# Air New Zealand Bike Boxes



## lentamentalisk (Jul 21, 2015)

Hey guys,

I read on Air New Zealand's website that they provide bike boxes at the airport for $25. Has anyone done this recently? I don't want to show up to the airport and be left stranded if they run out, or something silly like that. FWIW, I'm flying out of of Queenstown.

Thanks!


----------



## rifraf (Dec 22, 2012)

It would be interesting to know how you got on as I flew to NZ from WA Australia about 18 months ago and the whole bike box routine was a nightmare.
A large Australia carrier refused to sell me bike box without producing a ticket for the flight.
I wanted to buy the box first due to not being sure my touring bike would fit in their box which is not what you want to find out on the day.
I would now fly via any other airline.
Air NZ didn't provide boxes from WA so had to buy a "standard" box from a "packaging firm".
Turned out it was outside Air NZ dimensions but an easy fix with a carpet cutter and a ton of tape.
All ended well in the end but rather than go through all that again, I've bought a Groundeffect Tardis
https://www.groundeffect.co.nz/collections/bike-bags/products/tardis-compact-bike-bag

PS. Be aware if you have a large framed 29er, I was recommended to get a newer version of the bag as the earlier version was smaller and not a comfortable fit.


----------



## lentamentalisk (Jul 21, 2015)

Honestly taking mountain bikes to NZ was the easiest bike travel I've ever had.

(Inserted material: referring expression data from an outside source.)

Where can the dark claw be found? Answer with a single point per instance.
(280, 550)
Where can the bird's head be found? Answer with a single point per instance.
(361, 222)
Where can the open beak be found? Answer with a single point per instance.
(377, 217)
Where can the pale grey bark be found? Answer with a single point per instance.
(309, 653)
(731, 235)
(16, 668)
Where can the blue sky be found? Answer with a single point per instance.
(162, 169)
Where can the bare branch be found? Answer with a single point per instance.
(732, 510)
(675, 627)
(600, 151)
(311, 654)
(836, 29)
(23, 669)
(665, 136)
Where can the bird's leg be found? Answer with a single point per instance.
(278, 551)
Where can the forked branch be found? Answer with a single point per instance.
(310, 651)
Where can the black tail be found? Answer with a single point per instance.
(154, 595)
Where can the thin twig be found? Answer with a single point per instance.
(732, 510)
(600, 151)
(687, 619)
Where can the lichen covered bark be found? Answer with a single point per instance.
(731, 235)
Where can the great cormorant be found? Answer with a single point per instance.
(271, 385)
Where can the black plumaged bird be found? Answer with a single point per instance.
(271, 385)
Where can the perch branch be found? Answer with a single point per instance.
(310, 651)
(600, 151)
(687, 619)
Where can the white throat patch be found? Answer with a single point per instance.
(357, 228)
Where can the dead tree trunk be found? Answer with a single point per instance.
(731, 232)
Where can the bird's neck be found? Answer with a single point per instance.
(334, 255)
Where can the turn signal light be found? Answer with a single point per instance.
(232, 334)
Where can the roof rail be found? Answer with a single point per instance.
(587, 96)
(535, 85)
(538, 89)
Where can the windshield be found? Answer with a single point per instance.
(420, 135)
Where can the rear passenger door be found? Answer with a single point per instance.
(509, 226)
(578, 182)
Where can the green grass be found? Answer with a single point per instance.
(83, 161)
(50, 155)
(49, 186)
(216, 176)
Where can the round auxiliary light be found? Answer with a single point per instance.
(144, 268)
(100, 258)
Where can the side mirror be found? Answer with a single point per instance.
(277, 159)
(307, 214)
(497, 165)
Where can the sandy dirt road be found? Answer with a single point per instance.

I picked up some cardboard bike boxes from my LBS and packed up our bikes at home, checking their weights on a scale to make sure we stayed below the weight limits. Then we called a van cab to take us to the airport, in order to fit our bike boxes.

Once we got to NZ we just unpacked our bikes, assembled them, shoved the cardboard boxes in a corner, threw our gear into our backpacks, and rode off to our airbnb. 

Getting around NZ with a bicycle (for when the distances are too great to cover BY bicycle) is a breeze. The NZ equivalent of Greyhound runs the whole perimeter and accepts bikes, though you do need to remove the wheels, pedals, and ask really nicely. Taking the bus is awesome because you can hop from MTB destination to destination without needing to learn to drive on the wrong side of the road, and you can nap along the way. And not needing to lug a bike box around with you means when you get to the bus stop, you can just hop back on your bike and ride to your lodging.

When we finally made it back to the airport a few weeks later we just handed over $50 for some fresh bike boxes and packed our bikes back up for the loooooong flight home.


----------



## D(C) (Jun 17, 2013)

Make sure your bike is clean, with no muddy tires. NZ takes biosecurity seriously. We didn't bring bikes but I think we had to declare our hiking boots and certify that they were clean.


----------



## lentamentalisk (Jul 21, 2015)

Yup! Did the most thorough bike cleaning of my life before packing the bikes. 

And we had to throw away all our granola bars


----------



## rifraf (Dec 22, 2012)

Cheers for the prompt response OP


----------



## oshrat.tohami (2 mo ago)

*Where did you buy it in the airport?*



lentamentalisk said:


> Honestly taking mountain bikes to NZ was the easiest bike travel I've ever had. I picked up some cardboard bike boxes from my LBS and packed up our bikes at home, checking their weights on a scale to make sure we stayed below the weight limits. Then we called a van cab to take us to the airport, in order to fit our bike boxes.
> 
> Once we got to NZ we just unpacked our bikes, assembled them, shoved the cardboard boxes in a corner, threw our gear into our backpacks, and rode off to our airbnb.
> 
> ...


----------



## lentamentalisk (Jul 21, 2015)

oshrat.tohami said:


> *Where did you buy it in the airport?*


Sorry I don't remember exactly. I think it was at the baggage check desk, or near the oversized dropoff area? We asked around a bit and they were pretty helpful for sorting it out. Just give yourself a lot of time so that you're not stressed.


----------